A Multi-Criteria Approach for Hyperloop Route Implementation in Canada and Beyond

ABSTRACT

Hyperloop systems are rapidly developing, as the world transitions to sustainable methods of transportation to meet climate targets and benefit the generations to come. Some of the key features that must be considered in hyperloop systems design are accessibility, affordability, and socioeconomic benefits. The design of a hyperloop route must consider all these factors, to enhance ridership and retain success.

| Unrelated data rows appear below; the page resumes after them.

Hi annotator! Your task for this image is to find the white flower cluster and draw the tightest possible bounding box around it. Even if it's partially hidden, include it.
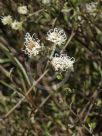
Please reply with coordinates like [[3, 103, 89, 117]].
[[1, 15, 12, 25], [1, 15, 22, 30], [17, 6, 28, 15], [51, 54, 75, 71], [11, 20, 22, 30], [1, 6, 28, 30], [22, 33, 41, 57], [86, 2, 98, 13], [47, 28, 67, 45]]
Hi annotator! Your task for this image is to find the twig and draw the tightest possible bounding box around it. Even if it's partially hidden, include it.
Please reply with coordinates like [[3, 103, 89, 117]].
[[61, 30, 75, 53]]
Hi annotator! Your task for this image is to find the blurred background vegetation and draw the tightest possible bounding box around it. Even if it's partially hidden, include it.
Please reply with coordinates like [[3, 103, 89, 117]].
[[0, 0, 102, 136]]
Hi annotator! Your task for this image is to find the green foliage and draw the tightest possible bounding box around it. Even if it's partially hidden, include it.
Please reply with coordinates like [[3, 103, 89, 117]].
[[0, 0, 102, 136]]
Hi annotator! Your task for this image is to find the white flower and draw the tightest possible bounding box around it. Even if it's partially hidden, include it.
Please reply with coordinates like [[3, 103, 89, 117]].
[[22, 33, 41, 57], [47, 28, 67, 45], [42, 0, 51, 5], [17, 6, 28, 15], [86, 2, 98, 13], [11, 20, 22, 30], [51, 54, 75, 71], [1, 15, 12, 25]]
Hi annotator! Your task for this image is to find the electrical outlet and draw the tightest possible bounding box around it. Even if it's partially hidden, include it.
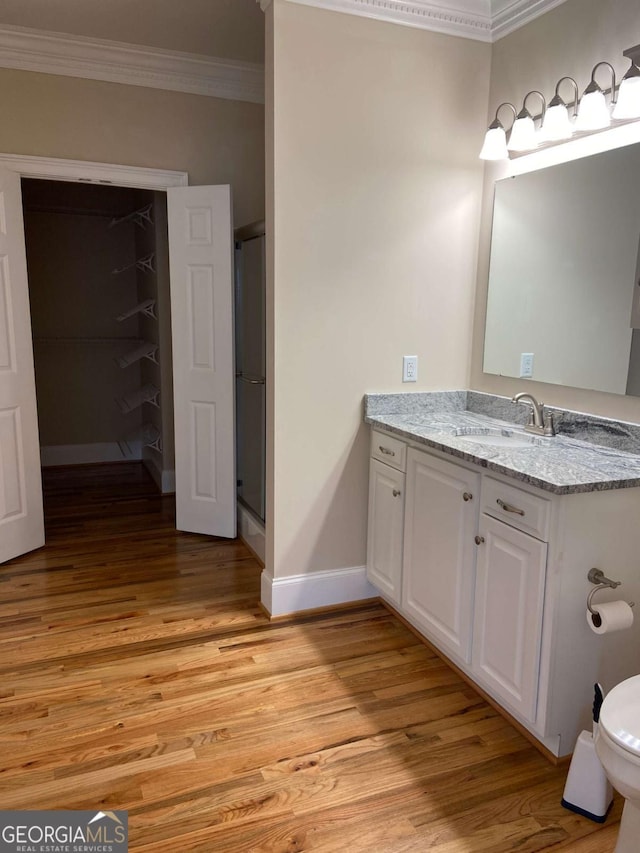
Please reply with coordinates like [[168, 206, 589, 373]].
[[520, 352, 533, 379], [402, 355, 418, 382]]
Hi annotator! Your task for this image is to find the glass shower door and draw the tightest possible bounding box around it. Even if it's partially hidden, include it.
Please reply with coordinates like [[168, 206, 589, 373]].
[[235, 222, 266, 522]]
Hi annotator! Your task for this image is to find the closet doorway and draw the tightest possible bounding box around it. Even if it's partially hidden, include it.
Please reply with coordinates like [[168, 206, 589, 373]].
[[0, 154, 236, 561], [21, 178, 175, 493]]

One of the methods to create a hyperloop route would be through analyzing the influence of consumer behaviours on ridership of similar transportation systems. Geographical influences also govern the ability to connect city pairs, since obstructions such as mountain ranges or preexisting infrastructure can impact the development of a suitable, realized hyperloop route. Removing limiting factors that impose risks to construction of the route must be done to ensure that a given route is feasible, and can be constructed, enhancing accessibility of hyperloop systems across the world.

Since hyperloop route design would be dependent on the specific factors of the two city pairs needing to be connected, a general framework was created, that can be applied to any city pairings. The framework criteria can be tailored based on the unique socioeconomic, financial and political landscapes, as well as the geographic features of the city pairs.

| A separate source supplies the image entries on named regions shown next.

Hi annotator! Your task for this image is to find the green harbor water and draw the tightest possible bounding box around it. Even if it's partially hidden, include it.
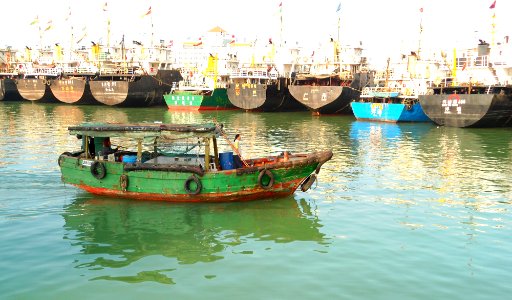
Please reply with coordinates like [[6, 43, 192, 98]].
[[0, 101, 512, 300]]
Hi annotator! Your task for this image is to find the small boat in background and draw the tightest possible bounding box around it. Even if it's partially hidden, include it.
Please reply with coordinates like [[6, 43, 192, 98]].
[[228, 39, 307, 112], [350, 54, 432, 123], [419, 37, 512, 127], [58, 123, 332, 202], [163, 27, 238, 111]]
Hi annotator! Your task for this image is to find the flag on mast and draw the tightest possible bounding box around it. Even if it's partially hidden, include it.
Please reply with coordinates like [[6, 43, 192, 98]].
[[64, 7, 71, 22], [44, 20, 53, 31]]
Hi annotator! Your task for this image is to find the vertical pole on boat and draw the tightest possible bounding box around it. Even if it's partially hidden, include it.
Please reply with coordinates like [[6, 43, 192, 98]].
[[137, 139, 142, 163], [279, 1, 283, 48], [212, 136, 220, 169], [203, 138, 210, 171], [452, 48, 457, 86]]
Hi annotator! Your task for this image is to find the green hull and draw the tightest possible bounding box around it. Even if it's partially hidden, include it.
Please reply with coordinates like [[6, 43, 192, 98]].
[[164, 88, 237, 110], [59, 151, 332, 202]]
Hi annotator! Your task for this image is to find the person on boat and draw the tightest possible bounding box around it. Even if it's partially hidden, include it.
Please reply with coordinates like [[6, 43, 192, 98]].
[[101, 137, 117, 159], [233, 133, 243, 169]]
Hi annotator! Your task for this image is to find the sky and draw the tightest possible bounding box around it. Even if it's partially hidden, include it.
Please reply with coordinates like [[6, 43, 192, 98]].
[[0, 0, 512, 67]]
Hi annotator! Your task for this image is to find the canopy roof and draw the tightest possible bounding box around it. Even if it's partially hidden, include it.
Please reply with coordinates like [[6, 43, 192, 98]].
[[68, 123, 220, 139]]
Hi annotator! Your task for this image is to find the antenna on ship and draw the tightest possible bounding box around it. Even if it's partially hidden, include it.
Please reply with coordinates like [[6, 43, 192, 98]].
[[489, 0, 496, 47]]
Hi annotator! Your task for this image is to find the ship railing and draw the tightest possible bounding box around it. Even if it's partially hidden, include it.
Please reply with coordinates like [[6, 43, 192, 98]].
[[360, 86, 405, 98], [24, 68, 62, 77], [100, 67, 135, 75], [455, 55, 489, 69]]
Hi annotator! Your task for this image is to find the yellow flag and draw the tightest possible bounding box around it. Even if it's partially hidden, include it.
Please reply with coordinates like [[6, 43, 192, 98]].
[[30, 16, 39, 25]]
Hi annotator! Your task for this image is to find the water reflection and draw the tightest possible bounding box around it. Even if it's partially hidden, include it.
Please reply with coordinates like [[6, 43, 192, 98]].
[[421, 127, 512, 210], [63, 196, 325, 283]]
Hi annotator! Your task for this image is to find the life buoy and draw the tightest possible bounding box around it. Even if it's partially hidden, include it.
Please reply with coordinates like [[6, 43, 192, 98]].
[[119, 174, 128, 192], [300, 173, 316, 192], [258, 169, 274, 190], [91, 161, 107, 179], [185, 175, 203, 195]]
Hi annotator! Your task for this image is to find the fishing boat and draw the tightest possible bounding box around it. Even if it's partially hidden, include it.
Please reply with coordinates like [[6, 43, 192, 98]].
[[419, 38, 512, 127], [89, 39, 182, 107], [50, 47, 100, 104], [164, 26, 238, 111], [288, 41, 367, 115], [58, 123, 332, 202], [350, 53, 430, 123], [164, 87, 237, 111], [224, 39, 307, 112], [227, 66, 306, 112], [164, 55, 237, 111]]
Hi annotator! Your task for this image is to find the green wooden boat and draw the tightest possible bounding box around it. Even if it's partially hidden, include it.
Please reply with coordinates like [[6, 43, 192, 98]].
[[58, 123, 332, 202]]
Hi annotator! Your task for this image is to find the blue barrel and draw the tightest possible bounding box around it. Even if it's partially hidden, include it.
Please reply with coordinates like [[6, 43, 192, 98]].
[[123, 155, 137, 164], [219, 152, 234, 170]]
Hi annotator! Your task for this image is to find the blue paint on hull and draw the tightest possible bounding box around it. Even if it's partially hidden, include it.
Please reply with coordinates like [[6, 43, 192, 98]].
[[350, 102, 430, 123]]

This framework considers all relevant geospatial data and various stakeholders to solve the multi-criteria decision problem. Through analyzing surrounding infrastructure, and applying Dijkstra’s algorithm, an optimal route that minimizes cost and maximizes efficiency is identified. Governing physical phenomena such as curvature limitations was also implemented in the framework, to enhance user safety and remain in accordance with transportation standards.

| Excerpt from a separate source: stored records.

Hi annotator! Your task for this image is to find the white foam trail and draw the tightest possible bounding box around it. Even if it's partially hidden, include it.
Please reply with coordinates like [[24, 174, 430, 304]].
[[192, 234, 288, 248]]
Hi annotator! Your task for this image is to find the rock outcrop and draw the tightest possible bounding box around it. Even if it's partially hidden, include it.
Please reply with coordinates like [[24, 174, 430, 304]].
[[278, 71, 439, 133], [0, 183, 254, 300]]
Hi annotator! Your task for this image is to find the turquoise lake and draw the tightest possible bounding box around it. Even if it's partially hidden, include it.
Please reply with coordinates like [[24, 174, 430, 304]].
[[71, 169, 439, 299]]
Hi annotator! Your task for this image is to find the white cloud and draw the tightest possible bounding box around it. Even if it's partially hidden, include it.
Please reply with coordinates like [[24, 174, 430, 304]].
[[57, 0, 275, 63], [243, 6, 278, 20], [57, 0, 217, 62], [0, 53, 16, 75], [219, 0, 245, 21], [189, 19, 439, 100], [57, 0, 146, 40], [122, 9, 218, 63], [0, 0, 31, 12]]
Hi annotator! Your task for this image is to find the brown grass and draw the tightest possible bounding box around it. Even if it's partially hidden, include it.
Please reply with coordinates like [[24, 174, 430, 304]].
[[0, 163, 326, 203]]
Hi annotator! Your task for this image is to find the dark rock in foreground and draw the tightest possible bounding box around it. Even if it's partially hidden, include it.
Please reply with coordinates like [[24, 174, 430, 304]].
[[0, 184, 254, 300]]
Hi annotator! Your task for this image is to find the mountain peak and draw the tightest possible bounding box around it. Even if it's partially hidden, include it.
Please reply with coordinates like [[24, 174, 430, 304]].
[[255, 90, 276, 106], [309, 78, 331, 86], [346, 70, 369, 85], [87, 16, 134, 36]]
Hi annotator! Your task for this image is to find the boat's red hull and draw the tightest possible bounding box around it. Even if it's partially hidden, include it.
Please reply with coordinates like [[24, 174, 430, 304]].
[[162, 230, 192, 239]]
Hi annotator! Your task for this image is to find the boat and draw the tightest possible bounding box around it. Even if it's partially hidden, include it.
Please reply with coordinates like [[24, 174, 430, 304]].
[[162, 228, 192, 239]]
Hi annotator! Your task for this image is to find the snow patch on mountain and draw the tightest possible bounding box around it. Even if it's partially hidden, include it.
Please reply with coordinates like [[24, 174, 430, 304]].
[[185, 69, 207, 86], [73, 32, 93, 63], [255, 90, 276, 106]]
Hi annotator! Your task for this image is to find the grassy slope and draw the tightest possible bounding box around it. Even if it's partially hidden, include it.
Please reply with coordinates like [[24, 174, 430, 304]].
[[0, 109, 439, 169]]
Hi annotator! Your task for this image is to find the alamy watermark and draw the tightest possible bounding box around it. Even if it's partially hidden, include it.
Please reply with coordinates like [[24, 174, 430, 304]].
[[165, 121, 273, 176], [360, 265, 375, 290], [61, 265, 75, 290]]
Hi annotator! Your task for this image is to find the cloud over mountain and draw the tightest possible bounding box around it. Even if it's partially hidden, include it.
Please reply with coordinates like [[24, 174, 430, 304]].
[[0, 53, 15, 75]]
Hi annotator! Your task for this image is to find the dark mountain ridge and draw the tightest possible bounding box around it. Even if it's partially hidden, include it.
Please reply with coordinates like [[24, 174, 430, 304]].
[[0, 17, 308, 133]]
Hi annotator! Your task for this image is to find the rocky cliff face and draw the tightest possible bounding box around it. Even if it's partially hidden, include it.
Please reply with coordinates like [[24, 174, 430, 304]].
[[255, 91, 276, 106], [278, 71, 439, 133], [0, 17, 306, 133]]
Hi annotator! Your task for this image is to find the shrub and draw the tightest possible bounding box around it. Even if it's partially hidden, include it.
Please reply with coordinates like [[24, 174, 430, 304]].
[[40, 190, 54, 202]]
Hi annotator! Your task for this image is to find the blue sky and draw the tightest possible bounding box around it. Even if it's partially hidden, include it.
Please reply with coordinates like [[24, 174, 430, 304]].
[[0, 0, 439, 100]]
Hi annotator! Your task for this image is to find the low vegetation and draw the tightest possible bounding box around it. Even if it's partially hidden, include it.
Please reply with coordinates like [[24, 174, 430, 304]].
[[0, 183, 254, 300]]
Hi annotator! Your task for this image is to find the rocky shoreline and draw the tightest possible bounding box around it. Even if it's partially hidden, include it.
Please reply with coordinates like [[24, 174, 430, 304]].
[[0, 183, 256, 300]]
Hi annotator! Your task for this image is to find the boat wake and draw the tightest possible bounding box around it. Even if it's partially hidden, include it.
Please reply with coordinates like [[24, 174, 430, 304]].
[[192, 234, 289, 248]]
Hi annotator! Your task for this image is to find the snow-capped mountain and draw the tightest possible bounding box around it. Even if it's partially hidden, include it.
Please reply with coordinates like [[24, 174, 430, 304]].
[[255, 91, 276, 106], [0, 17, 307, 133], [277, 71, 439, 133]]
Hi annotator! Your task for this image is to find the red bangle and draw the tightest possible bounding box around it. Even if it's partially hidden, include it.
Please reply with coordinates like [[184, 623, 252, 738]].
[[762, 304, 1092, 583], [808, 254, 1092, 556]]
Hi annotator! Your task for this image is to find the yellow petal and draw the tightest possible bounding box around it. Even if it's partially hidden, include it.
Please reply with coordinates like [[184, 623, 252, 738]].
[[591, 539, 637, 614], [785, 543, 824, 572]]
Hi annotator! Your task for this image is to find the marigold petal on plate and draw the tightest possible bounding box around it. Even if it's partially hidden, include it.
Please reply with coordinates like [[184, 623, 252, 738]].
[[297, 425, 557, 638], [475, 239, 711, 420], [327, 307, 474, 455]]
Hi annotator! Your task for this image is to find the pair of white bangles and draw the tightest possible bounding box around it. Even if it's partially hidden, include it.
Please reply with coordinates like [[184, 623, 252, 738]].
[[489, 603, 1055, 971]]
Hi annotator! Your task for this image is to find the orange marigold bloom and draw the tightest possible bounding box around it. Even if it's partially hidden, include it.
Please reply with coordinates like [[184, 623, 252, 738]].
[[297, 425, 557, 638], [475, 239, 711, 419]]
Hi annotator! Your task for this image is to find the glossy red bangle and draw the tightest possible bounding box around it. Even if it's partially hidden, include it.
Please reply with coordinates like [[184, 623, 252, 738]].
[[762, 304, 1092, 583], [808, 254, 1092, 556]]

The designed framework is unique and completely customizable. Weights can be altered depending on the importance of each factor, unique depending on the specific city pairing of interest and consumer use.

Validation methods were analyzed for pre-existing transportation validation methods and compared to the designed algorithm for creating a hyperloop route. A case study was done using the TransPod route of Calgary to Edmonton, Alberta, to understand factors that were implemented in route design, at a leading hyperloop development company. This route will be constructed in the coming years.

Scalability of this route implementation framework was also explored. Ensuring that people have access to this at the touch of their fingertips will help to enhance the success of hyperloop systems, breaking down barriers associated with the technology.

Future suggestions for improvements were considered, since iteration to design is essential for in continued success. Continuous improvement suggestions based on user-interaction with the theoretical app were created to establish quantitative methods to improve ridership, hereby enhancing financial viability from both the consumer and developer’s perspectives.

Conclusively, the route framework that was developed enhances both development of the hyperloop technology, but also benefits stakeholders by considering their needs, directly enhanced through varied socioeconomic factors, implemented into the algorithm design.